しかし,ニュース等によると,不公平な決定権減を知事の権限を使って乱用したようだった.早くも”プロポーザル方式は公平ではない”なんていうコメンテーターの意見をテレビで聞いた.

和歌山県の木村知事の取った行為は,日本の建築レベルを10年以上遅らせた事になると思います.僕たちも入札に参加する機会がありますが,会場にいくと何故か,構造専門の事務所が参加していたり,建売りレベルしかやれない(はずの)事務所がいたり,中には「俺は30年ここで事務所をやっているんだ」と自己アピールするオッサンがいたり,動物園みたいなのです!

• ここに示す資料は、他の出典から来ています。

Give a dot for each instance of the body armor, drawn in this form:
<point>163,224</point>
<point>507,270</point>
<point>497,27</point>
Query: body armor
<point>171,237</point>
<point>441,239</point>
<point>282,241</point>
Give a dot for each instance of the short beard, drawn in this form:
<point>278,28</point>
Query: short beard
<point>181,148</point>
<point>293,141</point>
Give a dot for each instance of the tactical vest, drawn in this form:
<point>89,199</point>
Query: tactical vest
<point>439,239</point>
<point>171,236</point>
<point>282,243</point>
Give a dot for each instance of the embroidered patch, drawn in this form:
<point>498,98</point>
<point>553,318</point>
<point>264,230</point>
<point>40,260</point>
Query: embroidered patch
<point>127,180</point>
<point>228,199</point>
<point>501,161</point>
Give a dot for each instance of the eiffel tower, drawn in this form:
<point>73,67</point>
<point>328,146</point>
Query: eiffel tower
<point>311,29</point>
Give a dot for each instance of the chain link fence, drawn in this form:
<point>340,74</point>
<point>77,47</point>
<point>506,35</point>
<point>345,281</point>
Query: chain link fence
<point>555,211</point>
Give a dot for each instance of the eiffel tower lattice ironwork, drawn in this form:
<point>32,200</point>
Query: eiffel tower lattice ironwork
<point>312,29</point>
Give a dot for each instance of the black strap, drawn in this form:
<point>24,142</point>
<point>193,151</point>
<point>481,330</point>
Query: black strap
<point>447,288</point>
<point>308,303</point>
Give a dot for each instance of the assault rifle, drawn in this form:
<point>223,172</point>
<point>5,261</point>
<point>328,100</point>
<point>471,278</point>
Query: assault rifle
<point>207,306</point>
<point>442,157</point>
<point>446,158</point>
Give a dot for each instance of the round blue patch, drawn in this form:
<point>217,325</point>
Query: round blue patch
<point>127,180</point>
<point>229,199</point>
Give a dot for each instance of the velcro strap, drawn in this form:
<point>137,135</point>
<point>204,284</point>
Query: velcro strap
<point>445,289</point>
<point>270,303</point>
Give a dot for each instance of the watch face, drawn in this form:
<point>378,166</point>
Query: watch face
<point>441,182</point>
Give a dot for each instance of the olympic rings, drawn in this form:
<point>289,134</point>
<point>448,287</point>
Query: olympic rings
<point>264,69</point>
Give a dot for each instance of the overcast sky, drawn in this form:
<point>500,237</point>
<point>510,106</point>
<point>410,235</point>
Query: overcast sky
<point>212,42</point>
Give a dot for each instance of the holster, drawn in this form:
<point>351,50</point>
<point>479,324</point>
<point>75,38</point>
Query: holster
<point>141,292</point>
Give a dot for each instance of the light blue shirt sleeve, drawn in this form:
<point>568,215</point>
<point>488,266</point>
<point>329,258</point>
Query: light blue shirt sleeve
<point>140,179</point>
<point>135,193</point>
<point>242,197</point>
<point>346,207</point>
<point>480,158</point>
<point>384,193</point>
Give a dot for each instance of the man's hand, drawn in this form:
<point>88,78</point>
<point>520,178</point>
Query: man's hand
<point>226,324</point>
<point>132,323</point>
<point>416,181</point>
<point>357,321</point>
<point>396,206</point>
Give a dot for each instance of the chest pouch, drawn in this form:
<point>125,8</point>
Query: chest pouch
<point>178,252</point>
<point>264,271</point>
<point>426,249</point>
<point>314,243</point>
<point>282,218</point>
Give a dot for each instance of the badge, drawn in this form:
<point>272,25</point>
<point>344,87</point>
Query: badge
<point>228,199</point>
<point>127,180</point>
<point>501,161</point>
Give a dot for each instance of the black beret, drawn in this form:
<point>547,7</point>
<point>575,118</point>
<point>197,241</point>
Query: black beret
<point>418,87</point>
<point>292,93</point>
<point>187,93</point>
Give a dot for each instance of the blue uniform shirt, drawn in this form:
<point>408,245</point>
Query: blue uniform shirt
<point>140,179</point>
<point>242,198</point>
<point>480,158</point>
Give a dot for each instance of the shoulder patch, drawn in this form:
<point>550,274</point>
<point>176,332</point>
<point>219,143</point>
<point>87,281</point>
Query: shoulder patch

でも勝者は1円でも安く札を入れた事務所が仕事を得て,公共の仕事を取っていくのです.ここには「適材適所」という言葉は一切ありません.「1円でも安いことはいいことだ!皆さんの税金を無駄にしません!」と議員はいいますが,では100円高いと悪なのでしょうか?もっと”いい建築”ができればそれ以上の価値を街に提供することができるし,適さない設計事務所が中途半端な図面を引いたってろくなモノができるわけがない....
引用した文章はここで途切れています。